Urban design frameworks
These should be prepared for any area where the likelihood of significant change calls for co-ordinated action. It often covers an area only part of which is likely to be developed in the near future. Urban design frameworks are used to co-ordinate more detailed development briefs and master plans. They can be used for areas such as or areas such as urban quarters, regeneration areas, town centres, urban edges, conservation areas, villages and new settlements.
A development brief is a document providing guidance on how a specific site of significant size or sensitivity should be developed in line with the relevant planning and design policies. It is for sites on which development is likely to have a significant impact; where development or design requirements need to be made explicit, or on particularly sensitive sites. For example, in a conservation area, next to listed buildings, or part of a prominent view.

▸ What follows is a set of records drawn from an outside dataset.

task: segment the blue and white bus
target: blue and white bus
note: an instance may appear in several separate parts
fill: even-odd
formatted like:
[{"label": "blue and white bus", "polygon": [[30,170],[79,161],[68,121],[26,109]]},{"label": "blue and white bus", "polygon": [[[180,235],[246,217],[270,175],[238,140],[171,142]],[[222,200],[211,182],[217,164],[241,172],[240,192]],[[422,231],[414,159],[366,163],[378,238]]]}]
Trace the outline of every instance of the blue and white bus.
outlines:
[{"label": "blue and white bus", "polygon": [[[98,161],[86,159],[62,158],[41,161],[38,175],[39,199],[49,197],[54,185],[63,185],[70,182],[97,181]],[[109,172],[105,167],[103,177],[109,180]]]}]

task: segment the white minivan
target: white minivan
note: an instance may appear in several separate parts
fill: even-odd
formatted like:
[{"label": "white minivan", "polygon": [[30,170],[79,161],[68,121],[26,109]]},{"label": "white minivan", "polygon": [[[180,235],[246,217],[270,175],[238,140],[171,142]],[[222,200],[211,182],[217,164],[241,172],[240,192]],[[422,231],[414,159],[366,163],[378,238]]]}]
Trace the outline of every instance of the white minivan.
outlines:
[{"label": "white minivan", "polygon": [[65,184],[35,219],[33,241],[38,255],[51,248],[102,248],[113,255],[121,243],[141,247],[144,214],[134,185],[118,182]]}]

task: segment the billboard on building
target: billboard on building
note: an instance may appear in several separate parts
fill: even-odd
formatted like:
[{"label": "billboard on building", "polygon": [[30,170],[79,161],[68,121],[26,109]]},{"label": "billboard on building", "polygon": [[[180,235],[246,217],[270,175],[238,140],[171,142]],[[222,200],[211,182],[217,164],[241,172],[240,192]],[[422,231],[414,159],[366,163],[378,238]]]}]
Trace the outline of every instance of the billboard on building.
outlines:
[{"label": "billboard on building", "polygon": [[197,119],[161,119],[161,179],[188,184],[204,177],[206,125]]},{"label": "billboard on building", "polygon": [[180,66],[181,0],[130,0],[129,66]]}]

A master plan is a document that charts the master planning process and explains how a site or series of sites will be developed. It will describe how the proposal will be implemented, and set out the costs, phasing and timing of development. A master plan will usually be prepared by or on behalf of an organisation that owns the site or controls the development process. Master plans will be required for small sensitive sites, such as those in or close to conservation areas, and larger sites within or on the edge of settlements.
A design guide provides guidance on how development can be carried out in accordance with the development plan, or sometimes with the planning and design policies of some other organisation. A local authority design guide will often relate to a specific topic such as conservation areas, shop fronts or house extensions.
A design statement should explain and illustrate the design principles and design concept in the terms of the proposed layout; landscape; scale and mix; details and materials; and maintenance. It should show, as briefly as necessary, how these will help to achieve the qualities identified in Designing Places.
Design competitions have a role in encouraging inspirational design and can be used for particularly important or sensitive sites.